Was zur Hölle ist denn bitte der Binnenarbeitsmarkt?

von Stefan Geßner –
Bereits im Jahr 2014 wurde der Binnenarbeitsmarkt Bundeswehr (BiAMBw) ins Leben gerufen. Dahinter steckt die Möglichkeit, innerhalb der Bundeswehr von einer der drei Statusgruppen als Soldat, Beamter oder Arbeitnehmer in eine der jeweils anderen beiden Gruppen zu wechseln. So soll das vorhandene Personal im Sinne einer langfristigen Personalbindung im Geschäftsbereich des Bundesministeriums für Verteidigung (BMVg) gehalten werden.

Direkteinstellung in die Bundeswehrverwaltung

Für Zeitsoldaten bietet der Binnenarbeitsmarkt also grundsätzlich die Chance auf einen Direkteinstieg in die Bundeswehrverwaltung. Bei Vorliegen der entsprechenden gesetzlichen Einstellungs- und Qualifikationsvoraussetzungen (u.a. formeller Bildungsabschlüsse) kann mit dem Dienstzeitende ein Wechsel auf eine zivile Beamtenstelle auch ohne eine gesonderte Laufbahnausbildung erfolgen.

Für eine Direkteinstellung im mittleren Dienst ist allerdings eine förderliche Berufsausbildung notwendig, für den gehobenen Dienst ein Bachelorstudium und für den höheren Dienst ein abgeschlossenes Hochschulstudium. Zudem muss die bisherige militärische Tätigkeit zwingend anerkannt sowie geeignet sein, um die Befähigung für die jeweilige Laufbahn zu vermitteln.

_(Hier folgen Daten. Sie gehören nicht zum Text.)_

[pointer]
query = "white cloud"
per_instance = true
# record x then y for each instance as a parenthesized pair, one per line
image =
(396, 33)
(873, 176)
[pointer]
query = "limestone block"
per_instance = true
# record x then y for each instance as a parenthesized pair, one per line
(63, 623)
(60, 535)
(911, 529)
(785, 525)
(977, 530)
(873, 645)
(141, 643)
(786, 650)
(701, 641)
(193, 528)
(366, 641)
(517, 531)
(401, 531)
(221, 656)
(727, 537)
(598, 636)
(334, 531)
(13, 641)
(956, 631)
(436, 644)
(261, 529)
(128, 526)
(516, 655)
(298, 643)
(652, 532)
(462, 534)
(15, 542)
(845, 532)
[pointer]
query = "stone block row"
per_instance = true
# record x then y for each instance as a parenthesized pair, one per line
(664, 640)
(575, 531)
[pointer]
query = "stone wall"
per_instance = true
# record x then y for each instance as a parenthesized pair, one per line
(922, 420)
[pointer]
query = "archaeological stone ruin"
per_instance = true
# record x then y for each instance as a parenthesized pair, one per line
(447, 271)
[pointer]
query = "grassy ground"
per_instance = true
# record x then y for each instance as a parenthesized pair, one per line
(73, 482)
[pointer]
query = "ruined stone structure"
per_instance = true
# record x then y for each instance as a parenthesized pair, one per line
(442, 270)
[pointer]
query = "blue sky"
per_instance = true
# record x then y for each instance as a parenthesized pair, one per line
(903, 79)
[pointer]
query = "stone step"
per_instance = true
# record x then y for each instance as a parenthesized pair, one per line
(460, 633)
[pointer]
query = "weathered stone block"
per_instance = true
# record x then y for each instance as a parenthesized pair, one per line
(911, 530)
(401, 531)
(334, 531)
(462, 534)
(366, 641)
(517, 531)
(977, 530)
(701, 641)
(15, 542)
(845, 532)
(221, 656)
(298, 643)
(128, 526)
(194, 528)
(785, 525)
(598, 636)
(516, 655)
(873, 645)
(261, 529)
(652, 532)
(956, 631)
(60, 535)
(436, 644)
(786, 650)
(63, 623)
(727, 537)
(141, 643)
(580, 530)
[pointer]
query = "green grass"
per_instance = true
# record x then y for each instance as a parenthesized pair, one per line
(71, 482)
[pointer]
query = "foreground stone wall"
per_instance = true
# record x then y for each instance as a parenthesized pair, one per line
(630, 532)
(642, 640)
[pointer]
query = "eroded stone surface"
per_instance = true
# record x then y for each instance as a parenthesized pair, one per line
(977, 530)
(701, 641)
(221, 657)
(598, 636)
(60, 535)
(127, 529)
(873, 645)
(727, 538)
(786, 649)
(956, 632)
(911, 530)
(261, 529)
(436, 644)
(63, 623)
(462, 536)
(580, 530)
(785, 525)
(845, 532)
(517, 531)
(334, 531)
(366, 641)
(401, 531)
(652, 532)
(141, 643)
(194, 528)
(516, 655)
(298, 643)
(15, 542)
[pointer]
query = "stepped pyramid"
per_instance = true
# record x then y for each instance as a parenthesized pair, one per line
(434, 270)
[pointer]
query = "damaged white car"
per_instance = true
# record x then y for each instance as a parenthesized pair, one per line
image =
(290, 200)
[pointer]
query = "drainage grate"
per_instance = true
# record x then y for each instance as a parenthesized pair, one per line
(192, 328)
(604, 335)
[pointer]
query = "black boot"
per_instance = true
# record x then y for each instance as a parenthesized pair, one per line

Ist dies nicht der Fall, so muss nach dem Wechsel noch die entsprechende Laufbahnausbildung erfolgen. Je nach den persönlichen Voraussetzungen kann sich die notwendige Ausbildungszeit aber etwas verkürzen. Darüber hinaus ist auch eine Übernahme als Arbeitnehmer in ein klassisches Angestelltenverhältnis denkbar. Denn die Bundeswehrverwaltung hat nicht nur reine Beamtenstellen zu bieten.
 

Gesondertes Orientierungspraktikum möglich

Um nicht die Katze im Sack zu kaufen, bietet die Bundeswehr allen Soldaten die Möglichkeit eines gesonderten „Orientierungspraktikums Binnenarbeitsmarkt Bundeswehr". Dieses kann bis zu vier Wochen dauern und wird nicht auf die zeitlichen Grenzen der Berufsorientierungspraktika im Rahmen der BFD-Ansprüche angerechnet. Durch das Praktikum können interessierte Soldaten einen vertiefenden Blick hinter die Kulissen der Bundeswehrverwaltung werfen und sich vor Ort über den angestrebten Tätigkeitsbereich informieren. Das soll die Entscheidungsfindung und den Sprung in die zivilen Bereiche der Bundeswehr erleichtern.

Der Statuswechsel erfolgt ohne Verwendung von Eingliederungs- oder Zulassungsscheinen und steht somit allen Zeitsoldaten und Freiwillig Wehrdienstleistenden offen. Im ersten Halbjahr 2018 wechselten übrigens knapp 60 Soldatinnen und Soldaten aus einer militärischen Verwendung in eine zivile Tätigkeit in der Wehrverwaltung. Im Jahr 2017 tauschten insgesamt rund 180 Zeitsoldaten den Feldanzug gegen die Zivilkleidung im Zuge der Nutzung des Binnenarbeitsmarktes. Ein Anteil, der sicherlich noch ausbaufähig ist.
 

Wechsel in den Polizeidienst nach DZE

Unabhängig vom Binnenarbeitsmarkt Bundeswehr besteht zum Teil auch in anderen Bereichen des öffentlichen Dienstes die Option eines Direkteinstiegs. Sofern bestimmte Voraussetzungen erfüllt werden, kann zum Beispiel ein direkter Wechsel in den Landespolizeidienst mit deutlich verkürzter Laufbahnausbildung erfolgen. So konnten allein im Jahr 2018 durch Kooperationen zwischen Bundeswehr und verschiedenen Landespolizeien rund 150 Soldaten auf Zeit direkt nach ihrem Ausscheiden einen Dienst bei der Polizei beginnen. Allerdings bieten aktuell nur fünf Bundesländer einen vereinfachten Einstieg in den Polizeidienst für frühere Zeitsoldaten an.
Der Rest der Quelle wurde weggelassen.